Die Weltanschauung dargestellt in Den Tisch decken stellt einen fantastischen Nordstern dar, aber wie der Stern ist er als tatsächliches Ziel unerreichbar und es ist unfair, anders zu handeln.
Wenn man sich diese Taxi-Anekdote genauer ansieht, gibt es noch viel mehr zu bedenken: Welches persönliche Risiko ging der Mitarbeiter ein, als er sich bereit erklärte, einen Taxifahrer an einem unbekannten Ort zu treffen? Welche Pflichten vernachlässigte dieser Mitarbeiter bei der Erledigung dieser Besorgung? Wer musste für sie aufkommen? Hat das Erlebnis eines Gastes darunter gelitten und warum war sein Erlebnis weniger wichtig? Noch wichtiger: Welchen Präzedenzfall hat das geschaffen? Ja, diese Person entwickelte sich später zu einem treuen Stammgast, aber was hat sie ihren Freunden erzählt, dass Sie jetzt davon ausgehen, dass das Servicepersonal eines etwas teuren Restaurants als Ihr persönlicher Parkservice fungiert, wenn Sie Ihr Telefon und Ihre Brieftasche im Taxi lassen? ?

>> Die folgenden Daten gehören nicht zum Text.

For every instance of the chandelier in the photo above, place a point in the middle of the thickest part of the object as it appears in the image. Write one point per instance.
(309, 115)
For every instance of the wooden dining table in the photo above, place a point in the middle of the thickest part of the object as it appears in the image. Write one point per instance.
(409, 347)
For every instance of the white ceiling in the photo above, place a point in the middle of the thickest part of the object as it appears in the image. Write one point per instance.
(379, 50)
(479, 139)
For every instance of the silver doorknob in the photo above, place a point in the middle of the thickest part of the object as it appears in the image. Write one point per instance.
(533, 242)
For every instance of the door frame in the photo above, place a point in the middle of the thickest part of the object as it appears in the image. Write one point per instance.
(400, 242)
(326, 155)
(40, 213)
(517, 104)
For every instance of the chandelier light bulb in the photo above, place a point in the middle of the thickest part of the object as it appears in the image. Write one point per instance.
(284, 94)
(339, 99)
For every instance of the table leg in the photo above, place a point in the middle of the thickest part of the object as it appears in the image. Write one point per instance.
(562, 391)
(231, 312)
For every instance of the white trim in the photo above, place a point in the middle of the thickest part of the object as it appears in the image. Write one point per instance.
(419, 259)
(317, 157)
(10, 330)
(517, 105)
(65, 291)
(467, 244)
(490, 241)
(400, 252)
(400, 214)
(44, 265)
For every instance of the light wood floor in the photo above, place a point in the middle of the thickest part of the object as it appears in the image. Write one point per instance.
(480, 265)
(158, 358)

Die Weltanschauung dargestellt in Den Tisch decken stellt einen fantastischen Nordstern dar, aber wie der Stern ist er als tatsächliches Ziel unerreichbar und es ist unfair, anders zu handeln. Seit seiner Veröffentlichung ist es für viele Einsteiger in die Gastronomie das Buch der Wahl. Aber für Leute, die sich über die Realität der Arbeit in Restaurants informieren möchten, ist es wichtig, über das rosige Bild hinauszuschauen Den Tisch decken malt und hinterfragt die rückwärtsgewandte Mentalität, die es vertritt. Für den Kunden mag es großartig sein, für den Mitarbeiter ist es jedoch mit echten Kosten verbunden – Kosten, die zu hoch sind.